I don't think DxO 9 supports the raw files from a 7Dmk2. DxO 10.1 does.


----------



## LovePhotography (Mar 7, 2015)

Old Sarge said:


> I don't think DxO 9 supports the raw files from a 7Dmk2. DxO 10.1 does.



Damn. :-\


----------



## East Wind Photography (Mar 7, 2015)

LovePhotography said:


> Old Sarge said:
> 
> 
> > I don't think DxO 9 supports the raw files from a 7Dmk2. DxO 10.1 does.
> ...



DxO 10 supports 7D Mark 2. Depending on when you bought 9, you might get a free upgrade. I had purchased 9 6 months prior and they gave me the upgrade for free.


----------



## zim (Mar 7, 2015)

If it's any consolation I think 10 is a worthwhile upgrade


----------



## Mt Spokane Photography (Mar 7, 2015)

Software makers stop updating a old version when a new one is released. This means raw files from new cameras won't work.

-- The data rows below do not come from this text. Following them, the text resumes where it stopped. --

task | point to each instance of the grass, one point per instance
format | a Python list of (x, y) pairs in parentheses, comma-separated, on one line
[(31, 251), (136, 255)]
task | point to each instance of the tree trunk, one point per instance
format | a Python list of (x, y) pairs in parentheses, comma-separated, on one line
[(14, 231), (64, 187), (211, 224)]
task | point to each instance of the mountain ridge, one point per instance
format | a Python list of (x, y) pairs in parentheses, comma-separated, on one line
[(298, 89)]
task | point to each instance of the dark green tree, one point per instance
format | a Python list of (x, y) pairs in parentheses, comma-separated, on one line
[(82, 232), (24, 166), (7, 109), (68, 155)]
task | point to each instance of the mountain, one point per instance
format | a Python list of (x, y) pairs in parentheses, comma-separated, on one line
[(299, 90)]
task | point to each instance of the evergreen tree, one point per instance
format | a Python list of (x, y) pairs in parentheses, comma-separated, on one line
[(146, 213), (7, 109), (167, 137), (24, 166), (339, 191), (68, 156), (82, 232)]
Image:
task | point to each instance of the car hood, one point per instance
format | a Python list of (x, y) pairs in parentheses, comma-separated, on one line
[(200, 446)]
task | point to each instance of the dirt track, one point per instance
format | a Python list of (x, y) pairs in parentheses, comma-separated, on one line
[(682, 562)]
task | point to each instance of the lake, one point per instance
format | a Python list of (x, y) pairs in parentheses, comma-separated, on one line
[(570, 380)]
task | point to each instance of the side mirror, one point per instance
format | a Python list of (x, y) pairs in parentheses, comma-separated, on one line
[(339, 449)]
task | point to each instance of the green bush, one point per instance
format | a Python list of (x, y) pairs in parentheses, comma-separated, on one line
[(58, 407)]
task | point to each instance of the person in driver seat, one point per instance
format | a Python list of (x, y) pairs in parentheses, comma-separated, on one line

Fortunately, Canon provides DPP with new cameras, and it will convert the raw file to a tiff which can be opened and edited in most high end software. There is even a open in photoshop function.


----------



## JustinMartin (Mar 7, 2015)

No support - I actually looked at DXO as an alternative and found this

http://petapixel.com/2014/10/26/can-grab-copy-dxo-optics-pro-8-completely-free-limited-time/

Once I figured there was no support for the 7D2 I was out.


----------



## rjrowing (Mar 7, 2015)

What about converting to dng first, and then processing in DxO?


----------



## East Wind Photography (Mar 7, 2015)

rjrowing said:


> What about converting to dng first, and then processing in DxO?



That doesn't work. In order for dxo to read the file it must have the body module for the unit in question. In fact I do not believe it will read a DNG file at all, even for supported bodies.

Adobe Camera Raw will and is a way to get around unsupported bodies in older versions of ACR.


----------